Bin ich also doch eine von diesen Frauen, die sich übergeben müssen.
Gleichzeitig wusste sie, dass der eigentliche Grund nicht die Schwangerschaft war. Es waren die Fotos. Auf dem Polizeirevier von Colchester am Southway hatte man sie zunächst in den Empfangsraum begleitet. Der diensthabende Beamte hatte oben angerufen, und DCI Fenwick war heruntergekommen, um sie abzuholen. Er sah noch genau so aus, wie sie ihn in Erinnerung hatte: edler Anzug, graumeliertes, sorgsam frisiertes Haar. Seine Gesichtszüge waren symmetrisch und gefällig, aber attraktiv im eigentlichen Sinne konnte man ihn nicht nennen.

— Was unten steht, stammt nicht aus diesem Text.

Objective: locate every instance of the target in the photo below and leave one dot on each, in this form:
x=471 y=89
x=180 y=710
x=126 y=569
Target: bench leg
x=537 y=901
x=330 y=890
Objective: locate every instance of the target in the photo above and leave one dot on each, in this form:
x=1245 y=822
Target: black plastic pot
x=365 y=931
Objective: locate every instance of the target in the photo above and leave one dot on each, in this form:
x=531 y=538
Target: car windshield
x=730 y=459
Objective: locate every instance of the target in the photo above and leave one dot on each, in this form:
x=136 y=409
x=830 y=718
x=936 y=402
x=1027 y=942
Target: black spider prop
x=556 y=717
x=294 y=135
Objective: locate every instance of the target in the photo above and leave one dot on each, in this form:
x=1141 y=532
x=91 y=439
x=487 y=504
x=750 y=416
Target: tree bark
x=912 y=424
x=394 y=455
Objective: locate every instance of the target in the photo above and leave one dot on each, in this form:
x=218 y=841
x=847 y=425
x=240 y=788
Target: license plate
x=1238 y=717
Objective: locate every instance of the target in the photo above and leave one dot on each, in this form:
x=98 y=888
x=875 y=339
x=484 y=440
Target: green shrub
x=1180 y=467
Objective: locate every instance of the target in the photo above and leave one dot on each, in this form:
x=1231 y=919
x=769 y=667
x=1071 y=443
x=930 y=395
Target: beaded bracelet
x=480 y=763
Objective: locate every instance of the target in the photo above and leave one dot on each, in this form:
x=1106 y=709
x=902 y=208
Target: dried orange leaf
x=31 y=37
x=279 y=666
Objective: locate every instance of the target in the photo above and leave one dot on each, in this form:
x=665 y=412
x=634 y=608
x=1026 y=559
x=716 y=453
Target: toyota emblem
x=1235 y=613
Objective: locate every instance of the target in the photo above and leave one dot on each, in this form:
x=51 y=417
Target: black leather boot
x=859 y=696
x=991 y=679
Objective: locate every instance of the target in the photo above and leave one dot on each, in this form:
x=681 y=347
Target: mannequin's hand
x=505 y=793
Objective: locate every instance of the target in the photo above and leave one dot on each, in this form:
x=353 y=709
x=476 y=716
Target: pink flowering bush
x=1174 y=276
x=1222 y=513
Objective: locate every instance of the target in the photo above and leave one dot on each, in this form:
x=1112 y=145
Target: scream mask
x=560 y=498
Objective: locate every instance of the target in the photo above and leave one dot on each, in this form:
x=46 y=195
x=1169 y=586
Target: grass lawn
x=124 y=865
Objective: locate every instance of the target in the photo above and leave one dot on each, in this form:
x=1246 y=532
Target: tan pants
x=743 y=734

Dazu sah er ganz einfach zu nichtssagend aus.
    Wie er lächelnd auf sie zukam, die Rechte ausgestreckt, erinnerte er sie einmal mehr an einen übereifrigen Klassensprecher, der die neuen Schüler begrüßt.
    Bestimmt ist er wirklieb Klassensprecher gewesen,
dachte Marina.
    »Marina«, sagte er, schüttelte ihr die Hand und ging mit ihr weiter. »Willkommen zurück. Kommen Sie mit. Wir können alles Nötige unterwegs besprechen.«
    Sie passierten eine Doppeltür. Fenwick legte einen zügigen Schritt vor. Sie musste fast rennen, um mithalten zu können. »Wissen Sie«, sagte er, ohne langsamer zu werden, »ohne Sie hätten wir den Gemma-Hardy-Fall nie erfolgreich zum Abschluss gebracht.«
    »Danke.«
Wir wissen beide, was mir das eingebracht hat,
dachte sie.
    Fenwick schien ihre Gedanken erraten zu haben. »Niemand von uns hätte vorhersehen können, was danach passiert ist. Der Vorfall tut mir außerordentlich leid. Außerordentlich. Ich bin nur so erleichtert, dass der Fall erfolgreich gelöst wurde.«
    Und dass ich seine Abteilung nicht verklagt habe,
fügte sie im Geiste hinzu.
    »Es geht mir schon wieder gut.« Sie war heilfroh, dass sie nicht gleichauf waren und er ihr Gesicht nicht sehen konnte.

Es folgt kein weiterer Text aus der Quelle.